ERISA preempts state laws relating to employee benefit plans, but state laws regulating insurance are saved from ERISA preemption and enforceable. The Supreme Court applies the “savings clause” test to determine whether a state law governs insurance practices (and not merely insurance companies) and is, therefore, saved from ERISA preemption. Specifically, the savings clause test provides that a state law regulates insurance if it:
- Is specifically directed at entities engaged in insurance, and
- Substantially affects the risk pooling arrangement between the insurer and the insured.
Facts. In Sand-Smith, the plaintiff, who was disabled due to bipolar disorder, sued after benefits from her employer’s long-term disability plan were terminated based on applicable insurance policy terms that limited benefits for mental illness to 24 months. In particular, the plaintiff asserted that the policy’s limitation violated Montana’s mental health parity law. Conversely, the insurer argued that ERISA preempted the state law.

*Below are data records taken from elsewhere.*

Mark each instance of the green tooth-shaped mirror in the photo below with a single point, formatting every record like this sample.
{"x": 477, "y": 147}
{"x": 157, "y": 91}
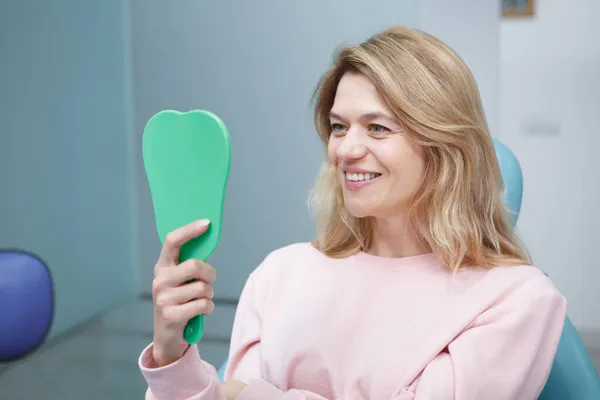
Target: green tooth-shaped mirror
{"x": 187, "y": 158}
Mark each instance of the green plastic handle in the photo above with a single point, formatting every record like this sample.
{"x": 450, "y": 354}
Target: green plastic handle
{"x": 187, "y": 158}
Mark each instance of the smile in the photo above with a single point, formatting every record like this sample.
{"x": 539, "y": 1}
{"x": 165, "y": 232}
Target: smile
{"x": 357, "y": 180}
{"x": 356, "y": 177}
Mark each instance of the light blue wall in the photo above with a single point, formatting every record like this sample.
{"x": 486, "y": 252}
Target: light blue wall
{"x": 65, "y": 154}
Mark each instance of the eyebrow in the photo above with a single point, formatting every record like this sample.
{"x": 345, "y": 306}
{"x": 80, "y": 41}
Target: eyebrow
{"x": 367, "y": 116}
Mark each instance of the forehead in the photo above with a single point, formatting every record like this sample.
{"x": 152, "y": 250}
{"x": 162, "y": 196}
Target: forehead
{"x": 356, "y": 92}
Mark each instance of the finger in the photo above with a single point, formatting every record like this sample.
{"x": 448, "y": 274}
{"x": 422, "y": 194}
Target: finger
{"x": 175, "y": 239}
{"x": 185, "y": 312}
{"x": 185, "y": 293}
{"x": 186, "y": 271}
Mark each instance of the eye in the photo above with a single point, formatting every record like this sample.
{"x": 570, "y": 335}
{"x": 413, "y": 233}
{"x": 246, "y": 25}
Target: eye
{"x": 337, "y": 129}
{"x": 378, "y": 129}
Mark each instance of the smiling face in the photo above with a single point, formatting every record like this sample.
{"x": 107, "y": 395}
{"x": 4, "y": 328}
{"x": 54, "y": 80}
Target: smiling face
{"x": 378, "y": 167}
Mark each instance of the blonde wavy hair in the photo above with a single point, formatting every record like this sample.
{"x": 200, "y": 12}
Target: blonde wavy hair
{"x": 459, "y": 210}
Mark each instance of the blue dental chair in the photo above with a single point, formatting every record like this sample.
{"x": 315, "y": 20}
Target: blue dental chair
{"x": 573, "y": 375}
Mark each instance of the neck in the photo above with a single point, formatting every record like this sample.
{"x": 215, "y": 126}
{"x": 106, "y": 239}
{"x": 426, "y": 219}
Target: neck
{"x": 394, "y": 238}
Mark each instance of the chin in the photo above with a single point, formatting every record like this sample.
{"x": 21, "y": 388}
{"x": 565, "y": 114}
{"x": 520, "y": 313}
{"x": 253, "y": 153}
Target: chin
{"x": 358, "y": 210}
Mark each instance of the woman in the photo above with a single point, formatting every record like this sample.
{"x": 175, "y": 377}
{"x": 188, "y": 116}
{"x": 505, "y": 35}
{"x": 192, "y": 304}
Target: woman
{"x": 415, "y": 287}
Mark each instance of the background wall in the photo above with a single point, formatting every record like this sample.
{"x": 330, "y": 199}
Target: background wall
{"x": 549, "y": 116}
{"x": 256, "y": 65}
{"x": 65, "y": 154}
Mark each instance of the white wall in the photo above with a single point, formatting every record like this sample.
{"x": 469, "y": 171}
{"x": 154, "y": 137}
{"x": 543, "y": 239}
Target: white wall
{"x": 65, "y": 154}
{"x": 550, "y": 117}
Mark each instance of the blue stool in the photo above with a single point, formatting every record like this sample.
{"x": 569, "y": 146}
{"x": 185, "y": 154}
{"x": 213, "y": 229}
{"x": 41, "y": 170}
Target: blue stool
{"x": 26, "y": 304}
{"x": 573, "y": 375}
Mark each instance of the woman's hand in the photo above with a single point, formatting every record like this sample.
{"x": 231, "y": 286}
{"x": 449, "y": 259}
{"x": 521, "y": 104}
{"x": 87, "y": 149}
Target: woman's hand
{"x": 176, "y": 299}
{"x": 232, "y": 389}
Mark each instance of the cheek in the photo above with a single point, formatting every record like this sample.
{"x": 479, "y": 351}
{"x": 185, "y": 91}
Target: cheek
{"x": 332, "y": 152}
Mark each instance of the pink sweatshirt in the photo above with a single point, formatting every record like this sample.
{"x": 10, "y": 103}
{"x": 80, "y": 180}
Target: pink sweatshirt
{"x": 366, "y": 327}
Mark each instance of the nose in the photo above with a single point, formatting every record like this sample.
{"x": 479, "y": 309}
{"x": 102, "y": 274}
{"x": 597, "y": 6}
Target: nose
{"x": 351, "y": 147}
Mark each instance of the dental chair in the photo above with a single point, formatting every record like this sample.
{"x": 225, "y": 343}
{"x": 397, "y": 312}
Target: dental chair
{"x": 573, "y": 376}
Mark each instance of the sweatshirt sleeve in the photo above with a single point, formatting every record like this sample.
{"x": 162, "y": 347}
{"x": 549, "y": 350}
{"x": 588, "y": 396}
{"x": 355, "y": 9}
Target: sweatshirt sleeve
{"x": 191, "y": 378}
{"x": 506, "y": 354}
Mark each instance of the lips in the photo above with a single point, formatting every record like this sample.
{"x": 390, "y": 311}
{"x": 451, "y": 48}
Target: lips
{"x": 360, "y": 176}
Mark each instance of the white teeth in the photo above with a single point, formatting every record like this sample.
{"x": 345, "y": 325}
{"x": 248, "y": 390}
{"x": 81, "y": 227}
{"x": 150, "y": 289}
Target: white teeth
{"x": 355, "y": 177}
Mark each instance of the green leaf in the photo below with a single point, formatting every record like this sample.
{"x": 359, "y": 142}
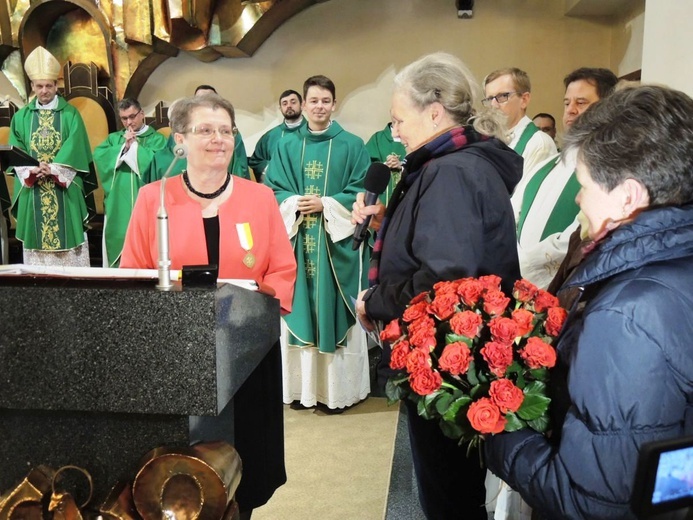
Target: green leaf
{"x": 471, "y": 374}
{"x": 540, "y": 374}
{"x": 541, "y": 424}
{"x": 513, "y": 422}
{"x": 443, "y": 404}
{"x": 533, "y": 407}
{"x": 394, "y": 391}
{"x": 454, "y": 408}
{"x": 452, "y": 338}
{"x": 451, "y": 429}
{"x": 535, "y": 388}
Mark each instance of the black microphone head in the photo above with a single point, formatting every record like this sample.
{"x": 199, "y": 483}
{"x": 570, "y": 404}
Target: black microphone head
{"x": 377, "y": 178}
{"x": 180, "y": 150}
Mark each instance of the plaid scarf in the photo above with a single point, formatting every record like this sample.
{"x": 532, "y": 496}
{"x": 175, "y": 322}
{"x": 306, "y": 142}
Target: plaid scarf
{"x": 449, "y": 142}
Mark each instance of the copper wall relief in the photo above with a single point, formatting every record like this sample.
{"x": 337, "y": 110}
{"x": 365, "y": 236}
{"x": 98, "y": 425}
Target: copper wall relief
{"x": 127, "y": 39}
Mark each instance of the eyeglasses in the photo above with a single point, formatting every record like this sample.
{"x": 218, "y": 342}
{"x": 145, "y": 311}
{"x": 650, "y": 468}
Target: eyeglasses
{"x": 207, "y": 131}
{"x": 131, "y": 117}
{"x": 501, "y": 98}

District Court. In reviewing the matter, the court determined that Montana’s mental health parity law satisfied both prongs of the Supreme Court’s savings clause test because it: (i) regulates health and disability insurance policies and is directed at entities that engage in insurance; and (ii) increases the benefit of risk pooling by ensuring that consumers will receive the same level of benefits for mental and physical illnesses.
After concluding that Montana’s mental health parity law was not preempted by ERISA, the court reviewed whether the law applied to the disability policy at issue. The insurer argued that the Montana law addressed benefits for care of mental illness and not lost wages. However, the court concluded that under the law, “disability insurance” encompasses both health insurance against bodily injury or disablement and income replacement relating to disability. The court noted that although most states’ mental health parity laws apply only to health insurance, Montana’s law specifically applied to disability insurance, and income replacement is typically a component of disability insurance.
In reaching this conclusion, the court observed that the Montana law was expressly inapplicable to certain types of insurance benefits (e.g., workers’ compensation) and that the state legislature would have expressly excluded disability income benefits if it so intended. Accordingly, the court ordered the disability insurer to comply with the Montana law and provide the same benefits to the participant as it would provide if her disability were physical in nature.